In 2010, Nepal had sent India a proposal titled ‘Cross-border Interconnection for Electric Power Trade’ which sought to define the ways in which Nepal and India might trade power generated from hydroelectric projects developed by various investors in Nepal.
Succeeding governments have since been waiting for a reply. But according to Former Minister for Water Resources Ghimire, India’s late and unprecedented reply is a disguised attempt to capture Nepal’s resources.
“For starters, they haven’t even acknowledged the fact that our government sent them an official proposal,” said Ghimire. “Their own proposal completely ignores the principles and possibilities of mutual benefits. Instead, they are trying to do to us what they’ve done in Bhutan.”
The controversial document is now being analysed by Ministry of Energy, but it hasn’t alerted other line ministries like the Ministry of Foreign Affairs and the Finance Ministry about its content.
Minister Gyawali says budget preparations, UML general convention, and the Prime Minister Sushil Koirala’s treatment have distracted discussion and decision on the subject.

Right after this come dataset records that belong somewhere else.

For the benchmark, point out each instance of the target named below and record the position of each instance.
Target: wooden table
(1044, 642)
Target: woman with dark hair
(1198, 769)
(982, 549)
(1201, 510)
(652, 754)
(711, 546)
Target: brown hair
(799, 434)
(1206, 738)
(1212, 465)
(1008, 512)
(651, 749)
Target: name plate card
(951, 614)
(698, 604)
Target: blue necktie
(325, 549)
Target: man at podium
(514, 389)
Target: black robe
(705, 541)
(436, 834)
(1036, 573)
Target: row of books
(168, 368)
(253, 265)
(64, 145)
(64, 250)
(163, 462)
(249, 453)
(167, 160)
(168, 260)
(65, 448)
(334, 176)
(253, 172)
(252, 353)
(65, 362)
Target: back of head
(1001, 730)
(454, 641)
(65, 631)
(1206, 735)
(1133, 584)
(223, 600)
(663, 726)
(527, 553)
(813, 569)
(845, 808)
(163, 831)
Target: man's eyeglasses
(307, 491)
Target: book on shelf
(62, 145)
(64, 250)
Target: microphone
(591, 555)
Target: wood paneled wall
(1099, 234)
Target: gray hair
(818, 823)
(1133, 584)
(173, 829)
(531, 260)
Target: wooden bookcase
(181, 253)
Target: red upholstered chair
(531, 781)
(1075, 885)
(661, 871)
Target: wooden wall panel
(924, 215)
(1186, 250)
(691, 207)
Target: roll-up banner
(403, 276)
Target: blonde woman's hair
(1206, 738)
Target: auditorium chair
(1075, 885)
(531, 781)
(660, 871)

But she refused to make the contents of the document public. “All decisions will be taken through diplomatic channels,” she told Annapurna Post on Thursday.
Politicians and bureaucrats have been looking forward to changes in the way India perceives Nepal with Narendra Modi’s premiership. But a participant in the meeting told us: “This proposal shows that the mindset of the Indian bureaucracy towards Nepal has not changed.”